Short version: Move regularly
I’ve been using a standing desk now for about a year and a half now. It seems to be rising in popularity at work, and the past few weeks several people have come over to look at my setup, and get some advice on what I do, and how I do it.
How it started
I started the standing desk for health reasons. I’ve always been into fitness, and have been working out regularly most of my adult life. Being a desk jockey isn’t conducive to being fit, and I didn’t realize how bad sitting (or not moving) for extended periods of time was for me. I was introduced to standing desks through Crossfit. I did1 Crossfit for over 3 years. I was doing WOD’s 5 days a week, and had all the injuries to prove it. My Crossfit adventure could fill a whole post, but it did lead me down the path to a standing desk.
Sitting is a pain in the rear; literally. Before a standing desk, I would sit most the day, besides my 1 hour workout during lunch, sit on the bike on the way to/from work. Go home and sit and eat dinner. Then I’d sit and watch TV. It just seemed like my life was full of sitting. I was actually very irritated & tired of sitting.

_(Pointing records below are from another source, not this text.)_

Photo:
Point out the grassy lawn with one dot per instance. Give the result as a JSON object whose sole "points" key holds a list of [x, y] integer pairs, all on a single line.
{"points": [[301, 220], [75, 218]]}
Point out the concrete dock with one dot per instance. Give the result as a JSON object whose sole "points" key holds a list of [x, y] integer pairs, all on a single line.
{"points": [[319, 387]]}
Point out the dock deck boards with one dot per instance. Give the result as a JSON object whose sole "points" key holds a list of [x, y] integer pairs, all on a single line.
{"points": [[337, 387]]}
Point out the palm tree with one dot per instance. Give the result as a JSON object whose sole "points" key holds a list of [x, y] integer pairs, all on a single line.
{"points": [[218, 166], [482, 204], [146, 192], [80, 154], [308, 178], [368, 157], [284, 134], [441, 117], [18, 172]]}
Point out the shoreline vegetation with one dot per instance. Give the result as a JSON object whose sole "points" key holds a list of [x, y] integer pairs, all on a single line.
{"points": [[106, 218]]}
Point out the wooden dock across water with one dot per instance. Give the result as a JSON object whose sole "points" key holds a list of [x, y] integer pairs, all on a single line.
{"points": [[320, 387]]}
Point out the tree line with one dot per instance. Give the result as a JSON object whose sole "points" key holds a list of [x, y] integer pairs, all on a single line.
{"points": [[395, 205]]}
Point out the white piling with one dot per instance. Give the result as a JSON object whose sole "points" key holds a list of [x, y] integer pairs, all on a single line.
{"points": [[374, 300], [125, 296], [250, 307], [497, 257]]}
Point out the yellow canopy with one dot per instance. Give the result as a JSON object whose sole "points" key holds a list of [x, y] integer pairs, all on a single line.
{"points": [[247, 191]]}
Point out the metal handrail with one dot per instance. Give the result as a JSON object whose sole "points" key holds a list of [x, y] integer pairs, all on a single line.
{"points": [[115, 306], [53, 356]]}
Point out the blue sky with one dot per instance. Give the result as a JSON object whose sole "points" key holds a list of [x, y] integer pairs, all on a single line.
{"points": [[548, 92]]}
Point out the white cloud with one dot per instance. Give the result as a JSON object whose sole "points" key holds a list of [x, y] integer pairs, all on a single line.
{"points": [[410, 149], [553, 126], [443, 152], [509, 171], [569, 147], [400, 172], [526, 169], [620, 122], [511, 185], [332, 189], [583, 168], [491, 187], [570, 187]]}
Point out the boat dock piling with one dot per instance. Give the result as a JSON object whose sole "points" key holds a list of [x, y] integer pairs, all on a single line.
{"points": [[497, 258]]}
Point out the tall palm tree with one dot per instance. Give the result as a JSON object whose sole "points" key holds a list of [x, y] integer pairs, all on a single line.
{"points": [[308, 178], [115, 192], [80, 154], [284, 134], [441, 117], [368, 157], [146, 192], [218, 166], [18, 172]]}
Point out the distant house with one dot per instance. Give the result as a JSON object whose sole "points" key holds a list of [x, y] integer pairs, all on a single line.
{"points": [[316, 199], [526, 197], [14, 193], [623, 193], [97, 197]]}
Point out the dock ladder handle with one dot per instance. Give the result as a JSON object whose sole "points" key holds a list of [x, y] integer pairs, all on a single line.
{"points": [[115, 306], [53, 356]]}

All this sitting was not helping my fitness levels, and because of that, and some other health issues, I did some research which led me to a few posts on the Internet about standing desks. I ended up finding several videos1 from this Crossfit mobility dude, Kelly Starret.
I also found some insightful posts from the primal pro, Mark Sisson. On his site, he’s got several posts about standing desks.1 He’s also got some great advice on maintaining overall fitness, and lifestyle.
I started with a goal to alternate standing and sitting every hour, and see how it worked. My first setup was using old moving boxes, paper reams, and some sweet MacGyver-y maneuvers for about 6 months. I would raise and lower my monitors/keyboard/mouse by hand. It took me several weeks of getting used to standing, but the pain!…Oh the pain! The pain in my back from arching it too much while standing was pretty bad. I needed to learn how to stand properly. Who knew that was such a thing? Again, Kelly Starrett to the rescue.
The key I found to being most comfortable either standing or sitting is to take short breaks to move. After about a half hour or so, my legs start to feel like blood is pooling and start to go numb at about that time, so I try to get moving to shake it off. Some squats, or walk to get a drink, or go stretch someplace quiet. Listen to what your body is telling you. Don’t force yourself through the pain, get up and move!
After about 6 months of using the moving boxes, I graduated to the kangaroo desk. This setup is cool because it raises and lowers easily, so you can sit or stand without too much hassle.
I also got a little stool to alternate putting one foot up. This helps alleviate fatigue in the legs, and helps the blood circulate better. There is also an anti-fatigue mat that I stand on to cushion my feet while standing. I usually shuck my shoes to be in my sock feet, so the pad is great. It alleviated the knee pain (from an old injury) that was exacerbated from standing for long periods.
Pros & Cons
Sometimes it’s easier to focus when I’m sitting. When I have something that takes a lot of attention, I’m not sure why, but I prefer to sit. Other article’s I’ve read say the exact opposite. I say “sometimes” because I can get in the zone while standing, and an hour or two pass by, and I realize I haven’t really shifted positions. I think standing is slightly better than sitting. The real key is to move your body frequently.
I lost about 5 pounds just changing from sitting all day, to alternating standing/sitting. That part was pretty great. I didn’t have to change what I ate, or how much I worked out.
In the End
I do like the standing desk, but the ideal for me, is to move regularly. Standing up, sitting down, walking, squats, etc.
I wonder if my next nerdly fitness thing will be a Treadmill desk. Those still seem kind of wonky and expensive though.